Chernobyl and Software Engineering
Last updated
Last updated
And by Chernobyl I mean the HBO miniseries Chernobyl, not the nuclear power plant. Ceci n'est pas une pipe. A while ago, I read blog post by Joel Spolsky and it felt very universal, in that everywhere I have worked as a software developer has had some healthy or unhealthy push and pull between developing new features and doing all of the work that surrounds new features, like writing tests, documentation, refactoring, etc. And then I watched the miniseries Chernobyl. In Chernobyl there is a scene where a professor Legasov is explaining to a tribunal after the nuclear disaster how an RBMK reactor like the one at Chernobyl could explode. In his explanation, he has a set of red and blue cards that he places on an easel of sorts to show how different forces counteract each other and create energy without explosion.
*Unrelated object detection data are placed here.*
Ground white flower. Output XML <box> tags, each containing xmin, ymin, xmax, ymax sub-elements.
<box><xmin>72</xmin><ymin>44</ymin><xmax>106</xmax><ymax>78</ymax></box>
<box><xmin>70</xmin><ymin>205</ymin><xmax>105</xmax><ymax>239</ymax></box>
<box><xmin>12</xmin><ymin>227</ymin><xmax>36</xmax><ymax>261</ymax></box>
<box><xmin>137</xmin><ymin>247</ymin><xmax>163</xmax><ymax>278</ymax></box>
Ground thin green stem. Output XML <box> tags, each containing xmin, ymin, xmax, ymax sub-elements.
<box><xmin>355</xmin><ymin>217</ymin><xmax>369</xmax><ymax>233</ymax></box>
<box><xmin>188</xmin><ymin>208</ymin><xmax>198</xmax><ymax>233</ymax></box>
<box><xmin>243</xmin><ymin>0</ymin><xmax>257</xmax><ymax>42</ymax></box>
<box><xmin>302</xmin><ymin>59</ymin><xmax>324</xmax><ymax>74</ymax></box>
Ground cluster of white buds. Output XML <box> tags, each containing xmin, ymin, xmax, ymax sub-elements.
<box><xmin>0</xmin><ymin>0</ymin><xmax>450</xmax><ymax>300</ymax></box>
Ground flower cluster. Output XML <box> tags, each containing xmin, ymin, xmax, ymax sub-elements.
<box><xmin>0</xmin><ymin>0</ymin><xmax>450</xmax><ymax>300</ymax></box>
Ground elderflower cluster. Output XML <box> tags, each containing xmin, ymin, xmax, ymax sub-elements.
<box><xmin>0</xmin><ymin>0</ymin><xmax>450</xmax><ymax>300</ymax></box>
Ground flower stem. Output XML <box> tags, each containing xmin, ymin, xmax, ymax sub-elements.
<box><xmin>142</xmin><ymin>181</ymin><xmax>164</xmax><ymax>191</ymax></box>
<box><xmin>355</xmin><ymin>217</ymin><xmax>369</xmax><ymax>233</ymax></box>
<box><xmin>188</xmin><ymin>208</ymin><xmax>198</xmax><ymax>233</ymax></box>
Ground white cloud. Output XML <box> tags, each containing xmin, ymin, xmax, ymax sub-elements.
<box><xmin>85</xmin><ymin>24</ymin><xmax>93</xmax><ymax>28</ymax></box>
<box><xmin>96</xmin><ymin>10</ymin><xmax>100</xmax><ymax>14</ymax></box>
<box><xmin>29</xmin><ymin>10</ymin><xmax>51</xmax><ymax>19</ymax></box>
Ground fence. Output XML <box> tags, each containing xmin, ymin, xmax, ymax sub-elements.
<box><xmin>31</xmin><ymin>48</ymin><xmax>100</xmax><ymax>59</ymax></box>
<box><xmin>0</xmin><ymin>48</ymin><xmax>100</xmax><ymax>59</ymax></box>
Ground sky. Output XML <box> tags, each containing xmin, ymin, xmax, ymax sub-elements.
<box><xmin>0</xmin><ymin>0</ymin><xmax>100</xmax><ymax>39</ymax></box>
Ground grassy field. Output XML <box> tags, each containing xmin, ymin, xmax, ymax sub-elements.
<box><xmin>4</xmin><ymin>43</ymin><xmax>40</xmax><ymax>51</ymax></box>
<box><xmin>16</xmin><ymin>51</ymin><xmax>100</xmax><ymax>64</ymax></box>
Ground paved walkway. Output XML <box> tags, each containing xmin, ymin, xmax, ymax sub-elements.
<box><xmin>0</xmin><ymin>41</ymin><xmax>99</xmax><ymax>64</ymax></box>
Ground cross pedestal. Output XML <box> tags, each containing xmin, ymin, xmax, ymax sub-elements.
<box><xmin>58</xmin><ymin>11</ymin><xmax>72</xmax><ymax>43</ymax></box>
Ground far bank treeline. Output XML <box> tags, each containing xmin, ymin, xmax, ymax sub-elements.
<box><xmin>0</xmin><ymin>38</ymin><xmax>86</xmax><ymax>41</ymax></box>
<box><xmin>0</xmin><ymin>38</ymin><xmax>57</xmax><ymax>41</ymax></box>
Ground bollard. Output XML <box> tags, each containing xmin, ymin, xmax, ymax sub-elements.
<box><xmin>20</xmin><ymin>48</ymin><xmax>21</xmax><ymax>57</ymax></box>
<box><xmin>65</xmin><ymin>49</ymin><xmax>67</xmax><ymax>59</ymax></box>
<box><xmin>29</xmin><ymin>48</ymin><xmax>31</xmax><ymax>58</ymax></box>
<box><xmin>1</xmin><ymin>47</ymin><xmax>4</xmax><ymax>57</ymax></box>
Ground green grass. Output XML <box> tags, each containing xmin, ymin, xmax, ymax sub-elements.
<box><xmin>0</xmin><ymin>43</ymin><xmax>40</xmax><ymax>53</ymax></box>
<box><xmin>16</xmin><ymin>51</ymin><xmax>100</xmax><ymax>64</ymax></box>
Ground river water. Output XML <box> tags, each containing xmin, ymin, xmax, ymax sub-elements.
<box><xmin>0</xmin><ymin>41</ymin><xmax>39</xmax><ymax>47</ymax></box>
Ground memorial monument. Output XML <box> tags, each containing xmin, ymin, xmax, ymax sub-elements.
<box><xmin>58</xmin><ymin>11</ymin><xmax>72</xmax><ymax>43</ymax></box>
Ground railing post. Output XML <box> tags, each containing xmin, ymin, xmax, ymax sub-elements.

If you haven't seen the series, the speech can be found . Software engineering has something of a balance that is metaphorically similar. I know that Chernobyl is an overly dramatic metaphor for most software engineering projects, but bear with me. I'll paraphrase the miniseries here. ...
You don't need to be a software engineer to understand what happens in software development. You only need to know this: There are essentially two things that happen inside a software project. The amount of possible things an application can do (features, race conditions, logic errors, crashes) aka reactivity, which generates money, either goes up or it goes down. That's it. All the software team does is maintain balance.
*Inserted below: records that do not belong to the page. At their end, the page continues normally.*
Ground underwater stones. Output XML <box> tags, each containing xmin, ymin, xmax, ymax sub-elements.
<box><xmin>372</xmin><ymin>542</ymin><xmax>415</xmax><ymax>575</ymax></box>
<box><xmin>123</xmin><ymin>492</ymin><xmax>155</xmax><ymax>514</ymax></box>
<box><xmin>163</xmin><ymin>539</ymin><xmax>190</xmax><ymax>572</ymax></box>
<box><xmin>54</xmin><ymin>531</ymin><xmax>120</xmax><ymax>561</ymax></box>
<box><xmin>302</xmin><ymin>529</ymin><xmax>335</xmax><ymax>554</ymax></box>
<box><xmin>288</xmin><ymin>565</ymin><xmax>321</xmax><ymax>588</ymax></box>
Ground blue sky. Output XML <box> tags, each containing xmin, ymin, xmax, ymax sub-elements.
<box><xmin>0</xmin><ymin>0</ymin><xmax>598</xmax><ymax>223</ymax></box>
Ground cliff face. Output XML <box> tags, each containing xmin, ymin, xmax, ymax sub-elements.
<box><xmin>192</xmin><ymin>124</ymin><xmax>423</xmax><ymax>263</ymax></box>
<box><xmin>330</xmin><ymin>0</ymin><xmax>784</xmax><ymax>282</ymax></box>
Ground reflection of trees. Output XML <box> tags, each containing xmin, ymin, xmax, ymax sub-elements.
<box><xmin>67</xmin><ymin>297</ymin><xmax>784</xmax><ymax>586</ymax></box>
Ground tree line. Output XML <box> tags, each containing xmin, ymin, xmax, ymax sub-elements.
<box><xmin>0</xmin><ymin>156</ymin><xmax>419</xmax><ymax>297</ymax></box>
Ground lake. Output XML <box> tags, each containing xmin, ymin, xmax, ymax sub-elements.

Features. As features are added, reactivity goes up. But if you don't balance your activity, it never stops rising. The leads to a code base that is buggy, impossible to reason about, hard to add new features to, difficult to refactor, etc. The more things an application can do, the more ways it can fail.
So, tests. They reduce reactivity like brakes on a car.
But there's a third factor to consider, users. Users interact with the system. As they do they find bugs, but once major bugs are cleared they instead create requests for features, or what we call a "void." In software projects, there's something called a "positive void coefficient." What does that mean?
It means that the more users present within the system the higher the reactivity, which means more features, which means more users, which means -- it would appear we have a vicious cycle on our hands. And we would were it not for this... the "negative senior coefficient."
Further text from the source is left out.